Too often our New Year’s Resolutions involve perfection: we want to look better, weigh less, and have whiter teeth (but not whiter hair). We want our students to score higher on those standardized tests, our lesson plans to be efficient and effective from the beginning, and our technology to work exactly the way it’s supposed to each and every time.
This New Year, forget perfection. Let’s get messy. Let’s take chances. Let’s make mistakes.
If we want our students to practice those vital critical-thinking skills and become problem-solvers, we need to let them practice without worrying about grades or assessments. Our students are terrified of being wrong, but we need to guide them toward the idea that failure is valuable. We need to let them explore, discover and even play on their own. We need to be comfortable with them discussing ideas among themselves. We must allow them to try out their hypotheses without giving our valuable advice beforehand.

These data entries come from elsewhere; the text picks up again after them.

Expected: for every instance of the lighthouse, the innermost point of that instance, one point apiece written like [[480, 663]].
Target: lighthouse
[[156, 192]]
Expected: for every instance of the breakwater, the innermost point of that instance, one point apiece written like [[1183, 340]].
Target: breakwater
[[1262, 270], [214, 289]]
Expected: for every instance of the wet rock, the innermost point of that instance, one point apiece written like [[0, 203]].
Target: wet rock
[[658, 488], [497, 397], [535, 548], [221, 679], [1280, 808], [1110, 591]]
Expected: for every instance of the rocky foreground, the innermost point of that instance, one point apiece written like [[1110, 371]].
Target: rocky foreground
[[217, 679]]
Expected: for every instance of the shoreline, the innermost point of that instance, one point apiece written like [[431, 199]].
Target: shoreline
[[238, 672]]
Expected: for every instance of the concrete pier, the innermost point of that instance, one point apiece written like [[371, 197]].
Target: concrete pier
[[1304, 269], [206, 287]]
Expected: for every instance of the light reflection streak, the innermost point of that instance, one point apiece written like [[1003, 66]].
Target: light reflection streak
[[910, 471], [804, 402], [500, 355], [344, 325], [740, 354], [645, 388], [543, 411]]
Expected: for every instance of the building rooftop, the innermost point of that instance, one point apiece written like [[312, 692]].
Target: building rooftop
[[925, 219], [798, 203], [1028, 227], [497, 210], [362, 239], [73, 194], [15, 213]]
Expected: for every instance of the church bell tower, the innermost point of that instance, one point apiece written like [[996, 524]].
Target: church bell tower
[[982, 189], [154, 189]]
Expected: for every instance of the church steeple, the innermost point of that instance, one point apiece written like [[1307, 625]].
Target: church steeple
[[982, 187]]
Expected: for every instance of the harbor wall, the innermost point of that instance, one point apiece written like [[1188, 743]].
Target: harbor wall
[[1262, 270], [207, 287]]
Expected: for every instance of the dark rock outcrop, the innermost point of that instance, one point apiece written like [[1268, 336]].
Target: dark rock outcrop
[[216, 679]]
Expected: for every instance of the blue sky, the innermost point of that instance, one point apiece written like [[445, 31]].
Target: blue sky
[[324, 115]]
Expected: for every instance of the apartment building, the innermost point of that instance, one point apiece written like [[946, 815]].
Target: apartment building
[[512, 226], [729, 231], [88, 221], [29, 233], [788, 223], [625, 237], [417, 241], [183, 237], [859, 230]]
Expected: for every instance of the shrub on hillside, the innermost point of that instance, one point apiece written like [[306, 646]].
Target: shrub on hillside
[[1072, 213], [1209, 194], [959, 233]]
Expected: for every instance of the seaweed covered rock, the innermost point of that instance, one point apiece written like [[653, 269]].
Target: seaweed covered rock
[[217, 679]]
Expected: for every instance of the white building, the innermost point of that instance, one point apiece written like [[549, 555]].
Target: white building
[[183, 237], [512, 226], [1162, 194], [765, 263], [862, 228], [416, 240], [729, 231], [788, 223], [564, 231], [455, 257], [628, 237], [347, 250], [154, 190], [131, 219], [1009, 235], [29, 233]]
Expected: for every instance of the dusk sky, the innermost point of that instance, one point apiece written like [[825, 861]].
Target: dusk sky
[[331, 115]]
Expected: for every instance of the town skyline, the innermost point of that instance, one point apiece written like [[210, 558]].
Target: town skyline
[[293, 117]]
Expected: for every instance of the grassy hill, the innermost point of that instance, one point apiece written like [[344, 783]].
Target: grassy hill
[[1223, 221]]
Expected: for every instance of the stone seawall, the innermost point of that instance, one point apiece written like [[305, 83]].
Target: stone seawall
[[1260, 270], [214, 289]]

Our peers are worried their students know more about technology than they do, so many times they are afraid to use ed tech in the classroom. If we want to lead others into becoming comfortable with educational technology, we must invite them into our classroom to see both how it can work and how we handle it when it doesn’t work. We must model the 21st Century teacher’s shift from a center stage position to a backstage position. We need to have honest communication and collaboration with our peers so we can learn from strategies that don’t work. If we want our peers to take a breath when mistakes inevitably happen, we need to remember to do the same ourselves.
We have to be comfortable when we make those mistakes. Sir Ken Robinson observes that “If you’re not prepared to be wrong, you’ll never come up with anything original.” If we want to create meaningful, challenging lessons, we need to craft them carefully, try them out, adjust them and try them out again and again. We must embrace the fact that the same lesson plan doesn’t work from year to year – sometimes from day to day. We must use our creativity to invent alternate strategies for our students to reach success.
About eight years ago, I was leading a PowerPoint training session for a group of twelve teachers in our first Enhancing Education Through Technology Grant pull-out day. I had prepared what I thought was a great talk about all the amazing things PowerPoint could do. I had been told I needed to discuss all the tabs and drop-down items. But about 20 minutes into the presentation, their eyes were glazing over. It was obvious I was losing their attention. What could I do?
That’s when I realized teachable moments also happen for teachers!
I jettisoned the rest of my carefully planned presentation, inviting the teachers to finally open PowerPoint on their own laptops. Instead of showing them every single tool in PowerPoint, I focused on just a few that enabled them to create something they could use right away! I then invited them to choose what kind of presentation they wanted to create and get to work. With their hands and minds engaged and intent upon their creation, everyone was focused and excited about the new technology, and I learned a great lesson about the value of making mistakes.
When things don’t go the way we expect them to, remember that it’s all right. We should be modeling our positive uncertainty about learning and using technology so that our students and our peers are unafraid of what they might encounter in the future. We have to let others see we are comfortable learning a new piece of software, manipulating digital tools or Bing-ing an answer. They need to see that sometimes it takes two or three (or even more) attempts to master a new piece of technology.
And if we’re a little intimidated at first, they need to see that, too — so they can recognize that we are not afraid to learn.
So as you head back to the classroom in this New Year, resolve to allow failure to become a teaching tool in your classroom.